Chan Kin-por said the average time lawmakers on the Legislative Council Finance Committee spent on each item increased from two hours in the 2015-16 session to 4.2 hours in the last one. Items took only 1.8 hours each to pass on average in the four sessions from 2012 to 2016.
In 123 hours of deliberation over the past year, the committee passed 29 proposals.
In the last Finance Committee meeting earlier this month, the pan-democrats dragged out a debate for seven hours in protest against the disqualification of four of their colleagues for improper oath-taking.
Chan admitted some officials’ attempts to address lawmakers’ concerns about funding requests had been unsatisfactory, but attributed the problem more to filibustering pan-democrats.
“Finance Committee is supposed to be a place for lawmakers to scrutinise funding requests instead of debating policies or venting emotions,” Chan said.
“I hope lawmakers will not forget their original goals and get things back on the right track.”
Chan proposed tightening the rules on delaying tactics, a plan likened by the pro-democracy camp to a “declaration of war”, and which looked set to fuel tensions between that bloc and the pro-establishment group when Legco resumes in October.

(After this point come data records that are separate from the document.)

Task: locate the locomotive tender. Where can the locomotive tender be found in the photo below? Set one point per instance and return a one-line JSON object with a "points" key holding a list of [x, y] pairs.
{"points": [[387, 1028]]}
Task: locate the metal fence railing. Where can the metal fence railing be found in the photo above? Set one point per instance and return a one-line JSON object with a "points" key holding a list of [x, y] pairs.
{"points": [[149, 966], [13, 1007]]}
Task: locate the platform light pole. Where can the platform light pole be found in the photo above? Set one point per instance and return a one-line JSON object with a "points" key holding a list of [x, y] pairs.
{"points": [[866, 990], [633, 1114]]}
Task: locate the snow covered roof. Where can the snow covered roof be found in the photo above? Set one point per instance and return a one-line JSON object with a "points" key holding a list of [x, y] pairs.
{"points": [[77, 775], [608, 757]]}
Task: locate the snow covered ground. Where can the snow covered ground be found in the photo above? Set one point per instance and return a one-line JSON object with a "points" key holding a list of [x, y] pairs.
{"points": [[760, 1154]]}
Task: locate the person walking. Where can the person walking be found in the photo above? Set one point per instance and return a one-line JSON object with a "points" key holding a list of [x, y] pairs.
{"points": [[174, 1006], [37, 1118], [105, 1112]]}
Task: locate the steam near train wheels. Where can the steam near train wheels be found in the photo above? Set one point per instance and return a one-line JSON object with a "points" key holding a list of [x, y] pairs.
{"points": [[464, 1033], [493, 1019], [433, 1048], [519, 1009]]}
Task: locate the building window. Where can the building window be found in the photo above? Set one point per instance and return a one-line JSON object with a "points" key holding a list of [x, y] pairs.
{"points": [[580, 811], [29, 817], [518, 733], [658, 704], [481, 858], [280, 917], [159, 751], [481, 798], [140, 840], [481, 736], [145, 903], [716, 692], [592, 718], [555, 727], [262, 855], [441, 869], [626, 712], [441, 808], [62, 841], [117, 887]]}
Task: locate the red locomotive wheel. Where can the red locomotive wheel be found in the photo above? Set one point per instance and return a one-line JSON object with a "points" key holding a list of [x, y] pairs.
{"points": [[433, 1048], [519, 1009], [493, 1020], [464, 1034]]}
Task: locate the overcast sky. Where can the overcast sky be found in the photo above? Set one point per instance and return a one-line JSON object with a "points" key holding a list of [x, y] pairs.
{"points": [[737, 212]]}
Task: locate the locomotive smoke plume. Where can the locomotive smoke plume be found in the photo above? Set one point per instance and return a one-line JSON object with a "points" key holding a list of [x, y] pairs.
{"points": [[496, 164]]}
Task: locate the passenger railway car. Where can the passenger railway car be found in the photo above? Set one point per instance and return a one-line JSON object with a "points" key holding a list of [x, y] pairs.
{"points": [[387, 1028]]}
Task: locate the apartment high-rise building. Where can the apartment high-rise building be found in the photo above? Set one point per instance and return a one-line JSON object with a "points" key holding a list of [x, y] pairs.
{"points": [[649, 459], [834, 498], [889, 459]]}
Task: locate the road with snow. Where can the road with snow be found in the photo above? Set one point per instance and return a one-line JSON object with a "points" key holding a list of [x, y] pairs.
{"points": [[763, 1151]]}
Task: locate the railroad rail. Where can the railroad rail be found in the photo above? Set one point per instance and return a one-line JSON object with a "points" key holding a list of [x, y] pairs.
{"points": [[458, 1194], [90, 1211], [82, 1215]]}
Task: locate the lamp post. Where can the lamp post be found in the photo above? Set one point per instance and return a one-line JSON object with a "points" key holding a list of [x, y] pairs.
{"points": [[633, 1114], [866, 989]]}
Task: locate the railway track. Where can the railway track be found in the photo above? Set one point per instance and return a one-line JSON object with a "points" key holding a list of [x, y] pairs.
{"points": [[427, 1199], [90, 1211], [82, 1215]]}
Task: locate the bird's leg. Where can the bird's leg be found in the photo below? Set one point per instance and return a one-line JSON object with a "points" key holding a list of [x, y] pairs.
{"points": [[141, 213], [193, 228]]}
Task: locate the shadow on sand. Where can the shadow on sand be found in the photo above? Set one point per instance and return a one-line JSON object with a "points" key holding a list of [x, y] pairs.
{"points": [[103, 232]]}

Under proposals Chan first voiced last week, lawmakers would only be allowed to request an adjournment of a meeting or discussion of an item, not both. And anyone expelled for inappropriate behaviour would be banned from the next session on the same day.
Chan would also limit each member to only one non-binding motion per item discussed.
But on Thursday Chan floated even tougher options, including getting rid of non-binding motions.
“The [non-binding] motions could actually be entirely scrapped,” he said. He added that 10 per cent of meeting time over the past year was spent dealing with non-binding motions, most of which failed.
Chan also suggested exploring scrapping the public works and establishment subcommittees. He said around 79 to 89 per cent of items endorsed there were discussed again by the Finance Committee.
Chan would not be the first to attempt such a tightening of the rules.
Back in 2012, Beijing-friendly lawmaker Ip Kwok-him tried to do the same, in vain. Ip’s proposal failed, after rivals filed more than a million amendments to it.
Undeterred, Chan on Thursday pledged to discuss the plan with both camps.
But pan-democrat Civic Party lawmaker Dennis Kwok said his camp would use all means to block Chan’s plan, especially when the legislature was set to scrutinise contentious bills such as the proposal for mainland officers to enforce mainland laws at the terminal of the express rail link to Guangzhou.
Kwok said for Chan’s camp to force through the changes would be no different from rubbing salt into the pan-democrats’ wounds, after the four lawmakers’ disqualifications.
“It is a declaration of war against pan-democrats,” he said.